Eborn Books also publishes Mormon-related books, under the names Eborn Books or Eborn Publishing. They also distribute books for Shady Hill Press and Rush Utah. Recently they have published books for The Interpreter Foundation. Bret Eborn, the owner, is the author of The Comprehensive Guide to Mormon Books (1997) and Bret Eborn's Guide to Mormon Books (2002, 2007, and 2008 editions). More recently he authored the book Flaxen Cords: A Connection between Secret Combinations and Ancient Khipu Knotted Devices.

In 2013, Eborn Books was named as "Best Reborn Book Nook" in Salt Lake City Weekly newspaper's "Best of Utah 2013: Main Street" nomination.

In May 2019, Eborn Books announced that the owner of the building of the Salt Lake City store had ordered that they (and several other businesses in the building) vacate the building by the end of the year. Eborn Books planned on closing the store June 29th, to allow for the remaining inventory to be moved to a warehouse during the presumably better summer weather, rather than in the late fall.

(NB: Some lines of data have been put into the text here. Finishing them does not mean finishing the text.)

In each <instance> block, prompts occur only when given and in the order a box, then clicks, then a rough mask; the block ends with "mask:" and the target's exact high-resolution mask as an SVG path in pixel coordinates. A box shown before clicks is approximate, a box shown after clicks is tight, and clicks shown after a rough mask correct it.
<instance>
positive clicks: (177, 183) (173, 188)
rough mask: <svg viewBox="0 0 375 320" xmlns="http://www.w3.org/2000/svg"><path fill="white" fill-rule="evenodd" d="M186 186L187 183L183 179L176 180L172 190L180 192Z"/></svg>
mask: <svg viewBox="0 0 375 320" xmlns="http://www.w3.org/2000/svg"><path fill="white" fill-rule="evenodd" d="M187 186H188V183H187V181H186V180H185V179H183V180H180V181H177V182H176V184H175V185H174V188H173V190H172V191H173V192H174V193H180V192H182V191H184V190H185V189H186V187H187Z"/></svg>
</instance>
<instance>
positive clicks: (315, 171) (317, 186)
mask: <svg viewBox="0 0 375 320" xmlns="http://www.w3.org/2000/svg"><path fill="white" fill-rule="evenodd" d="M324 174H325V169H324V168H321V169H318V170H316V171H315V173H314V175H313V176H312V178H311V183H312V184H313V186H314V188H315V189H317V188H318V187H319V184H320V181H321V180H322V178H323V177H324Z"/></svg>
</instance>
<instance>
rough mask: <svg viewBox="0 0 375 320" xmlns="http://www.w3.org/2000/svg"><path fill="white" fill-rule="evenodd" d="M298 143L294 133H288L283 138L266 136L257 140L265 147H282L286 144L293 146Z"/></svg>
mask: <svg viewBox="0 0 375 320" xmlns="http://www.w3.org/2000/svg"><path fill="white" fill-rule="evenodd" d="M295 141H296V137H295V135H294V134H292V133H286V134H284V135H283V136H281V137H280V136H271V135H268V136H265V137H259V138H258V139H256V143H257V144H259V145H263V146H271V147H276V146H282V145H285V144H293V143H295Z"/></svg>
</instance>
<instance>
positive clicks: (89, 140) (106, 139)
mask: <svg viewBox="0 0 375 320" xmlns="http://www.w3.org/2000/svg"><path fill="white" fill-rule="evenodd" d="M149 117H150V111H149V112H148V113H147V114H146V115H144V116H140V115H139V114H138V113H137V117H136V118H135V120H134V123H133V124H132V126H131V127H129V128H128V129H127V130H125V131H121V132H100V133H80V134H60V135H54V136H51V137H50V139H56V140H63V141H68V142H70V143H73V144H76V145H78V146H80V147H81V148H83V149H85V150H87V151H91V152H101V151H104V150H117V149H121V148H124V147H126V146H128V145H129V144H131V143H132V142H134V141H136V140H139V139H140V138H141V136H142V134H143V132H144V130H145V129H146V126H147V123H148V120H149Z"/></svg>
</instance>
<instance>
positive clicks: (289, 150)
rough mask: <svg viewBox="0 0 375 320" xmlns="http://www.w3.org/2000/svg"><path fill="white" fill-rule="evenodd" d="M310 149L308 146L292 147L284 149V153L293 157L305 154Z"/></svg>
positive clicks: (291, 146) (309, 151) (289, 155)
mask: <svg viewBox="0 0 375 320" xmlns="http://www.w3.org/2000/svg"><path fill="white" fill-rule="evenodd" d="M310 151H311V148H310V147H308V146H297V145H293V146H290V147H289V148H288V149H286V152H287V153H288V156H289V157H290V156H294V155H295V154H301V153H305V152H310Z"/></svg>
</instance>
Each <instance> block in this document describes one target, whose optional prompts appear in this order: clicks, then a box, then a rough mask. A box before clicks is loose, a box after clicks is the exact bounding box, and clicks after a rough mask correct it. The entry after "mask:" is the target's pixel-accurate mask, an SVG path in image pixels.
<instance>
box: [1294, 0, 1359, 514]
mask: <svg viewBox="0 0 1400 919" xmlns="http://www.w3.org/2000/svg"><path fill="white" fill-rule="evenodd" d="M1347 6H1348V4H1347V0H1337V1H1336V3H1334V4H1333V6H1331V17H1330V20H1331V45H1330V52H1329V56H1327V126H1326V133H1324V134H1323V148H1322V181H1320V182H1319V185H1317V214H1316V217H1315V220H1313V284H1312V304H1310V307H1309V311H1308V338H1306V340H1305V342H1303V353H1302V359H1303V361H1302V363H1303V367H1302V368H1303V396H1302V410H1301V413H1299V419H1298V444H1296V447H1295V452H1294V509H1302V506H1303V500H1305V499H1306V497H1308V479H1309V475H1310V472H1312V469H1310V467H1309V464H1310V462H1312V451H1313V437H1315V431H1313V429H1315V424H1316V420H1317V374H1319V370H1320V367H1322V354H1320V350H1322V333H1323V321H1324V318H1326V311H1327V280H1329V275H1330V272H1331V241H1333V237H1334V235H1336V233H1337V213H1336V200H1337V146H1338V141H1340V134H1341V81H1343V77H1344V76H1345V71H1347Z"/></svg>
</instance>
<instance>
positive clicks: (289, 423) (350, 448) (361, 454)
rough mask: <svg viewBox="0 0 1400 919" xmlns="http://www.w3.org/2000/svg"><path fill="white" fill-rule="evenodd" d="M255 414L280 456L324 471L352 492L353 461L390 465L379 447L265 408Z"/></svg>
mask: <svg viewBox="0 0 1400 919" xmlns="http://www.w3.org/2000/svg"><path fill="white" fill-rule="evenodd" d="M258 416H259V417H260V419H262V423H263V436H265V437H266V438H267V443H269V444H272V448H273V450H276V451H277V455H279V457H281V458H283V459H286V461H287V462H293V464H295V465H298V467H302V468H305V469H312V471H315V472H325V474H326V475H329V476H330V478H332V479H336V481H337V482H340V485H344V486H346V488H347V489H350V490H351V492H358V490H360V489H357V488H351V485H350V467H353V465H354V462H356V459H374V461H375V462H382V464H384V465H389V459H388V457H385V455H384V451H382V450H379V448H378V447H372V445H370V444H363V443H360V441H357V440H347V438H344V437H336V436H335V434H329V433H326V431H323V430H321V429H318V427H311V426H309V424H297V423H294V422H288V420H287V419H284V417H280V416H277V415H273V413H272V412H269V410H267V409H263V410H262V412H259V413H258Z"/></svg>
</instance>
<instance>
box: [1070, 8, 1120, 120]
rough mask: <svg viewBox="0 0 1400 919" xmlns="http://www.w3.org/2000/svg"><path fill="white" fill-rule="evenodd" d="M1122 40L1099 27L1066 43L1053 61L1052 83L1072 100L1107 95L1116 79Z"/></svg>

The official closing day was the last Saturday of June. However, there were still so many books remaining in the location that they remained open on Saturdays until the rest of the inventory was moved to a Tooele warehouse There was a huge sale at the store and there were long lines at both cash registers for several weekends.
www.ebornbooks.com has since then sold tens of thousands of books and shipped them all over the world.